Virtual photo exhibit compiles history

  • Scott LaMar
Medical staff member Susan Paradela places her hand on a patient in the COVID-19 intensive care unit at the United Memorial Medical Center on Dec. 7 in Houston.

 Go Nakamura / Getty Images

Medical staff member Susan Paradela places her hand on a patient in the COVID-19 intensive care unit at the United Memorial Medical Center on Dec. 7 in Houston.

Listen to Smart Talk every weekday at 9am and 7pm on WITF 89.5 & 93.3. You can also stream WITF radio live on our website or ask your smart speaker to “Play WITF Radio.”

Airdate: Tuesday, March 2, 2021

Years from now, Pennsylvanians will remember and tell stories about how they spent their time during the COVID-19 pandemic.

Pennsylvania’s First Lady Frances Wolf is leading an effort to document life during the last year with the One Lens: Sharing Our Common Views virtual photo exhibit.

The submitted images will be displayed for public viewing and archived as visual documentation of the pandemic. Submit photos here.

First Lady Frances Wolf appears on Tuesday’s Smart Talk to discuss the One Lens initiative, along with Porcha Johnson, CEO/Founder of Black Girl Health and One Lens central region ambassador.

York man collects plastic and trash from the Susquehanna River while in his canoe

Also on the program, John Naylor of York is a one-man Susquehanna River cleanup crew. For the last four years, Naylor has cruised the river in his canoe a couple times a week, picking up plastic bottles and other trash.
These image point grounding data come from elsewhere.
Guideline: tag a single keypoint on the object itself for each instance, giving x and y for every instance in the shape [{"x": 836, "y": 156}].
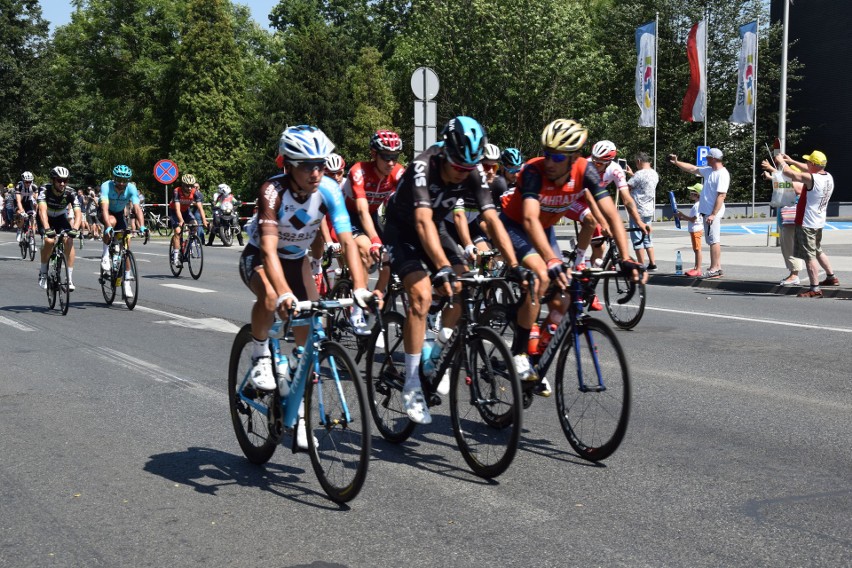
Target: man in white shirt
[{"x": 717, "y": 180}]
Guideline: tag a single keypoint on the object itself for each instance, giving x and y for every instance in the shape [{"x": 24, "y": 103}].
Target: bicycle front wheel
[
  {"x": 255, "y": 415},
  {"x": 624, "y": 300},
  {"x": 486, "y": 405},
  {"x": 131, "y": 281},
  {"x": 595, "y": 410},
  {"x": 338, "y": 426},
  {"x": 195, "y": 256}
]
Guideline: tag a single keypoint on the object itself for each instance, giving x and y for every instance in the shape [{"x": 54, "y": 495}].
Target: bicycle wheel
[
  {"x": 385, "y": 379},
  {"x": 195, "y": 256},
  {"x": 338, "y": 425},
  {"x": 131, "y": 280},
  {"x": 256, "y": 415},
  {"x": 60, "y": 284},
  {"x": 624, "y": 300},
  {"x": 486, "y": 404},
  {"x": 176, "y": 270},
  {"x": 595, "y": 410}
]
Unfortunately, there’s more than enough refuse to fill the canoe. Check out his Instagram page for pictures and information. 
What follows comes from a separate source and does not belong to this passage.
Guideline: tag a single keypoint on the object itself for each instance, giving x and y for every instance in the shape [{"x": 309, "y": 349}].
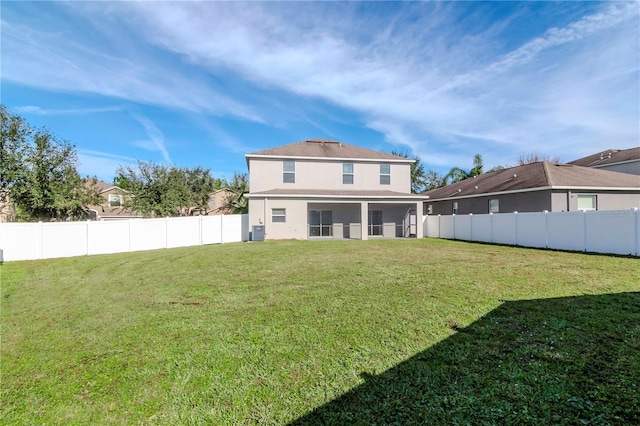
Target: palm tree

Naylor is on Smart Talk to describe why he does it and what he’s found on the river.

Virginia researchers may have a clue to increased colorectal cancers in African-Americans

Finally, African-Americans are disproportionately affected by colorectal cancer. The American Cancer Society reports that African-Americans are 20% more likely to develop colorectal cancer and 40% more likely to die from it. Overall colorectal cancer rates have declined in America in recent years, but African-Americans have not seen the same decreases as people of European descent. And even as the overall rates have dropped, the rate among younger people has gone up.
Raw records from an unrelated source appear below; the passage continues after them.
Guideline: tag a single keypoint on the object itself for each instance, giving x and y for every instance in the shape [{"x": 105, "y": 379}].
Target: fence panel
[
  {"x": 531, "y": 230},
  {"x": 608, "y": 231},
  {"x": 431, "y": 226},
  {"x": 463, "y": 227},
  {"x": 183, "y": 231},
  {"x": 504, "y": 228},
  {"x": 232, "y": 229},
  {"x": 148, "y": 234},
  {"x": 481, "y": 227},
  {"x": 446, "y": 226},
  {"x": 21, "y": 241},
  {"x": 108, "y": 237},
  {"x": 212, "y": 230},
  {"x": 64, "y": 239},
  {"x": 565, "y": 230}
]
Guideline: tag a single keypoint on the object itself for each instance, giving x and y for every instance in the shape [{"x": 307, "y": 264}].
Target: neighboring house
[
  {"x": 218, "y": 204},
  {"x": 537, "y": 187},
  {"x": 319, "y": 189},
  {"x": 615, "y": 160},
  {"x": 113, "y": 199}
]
Researchers at the University of Virginia may have a reason why African-Americans are more susceptible to colorectal cancer.

One of them, Dr. Li Li is with us on Tuesday’s Smart Talk. Dr. Li is a primary care physician and chair of the UVA Department of Family Medicine, lead researcher in the study and head of the Cancer Control and Population Health program at the UVA Cancer Center.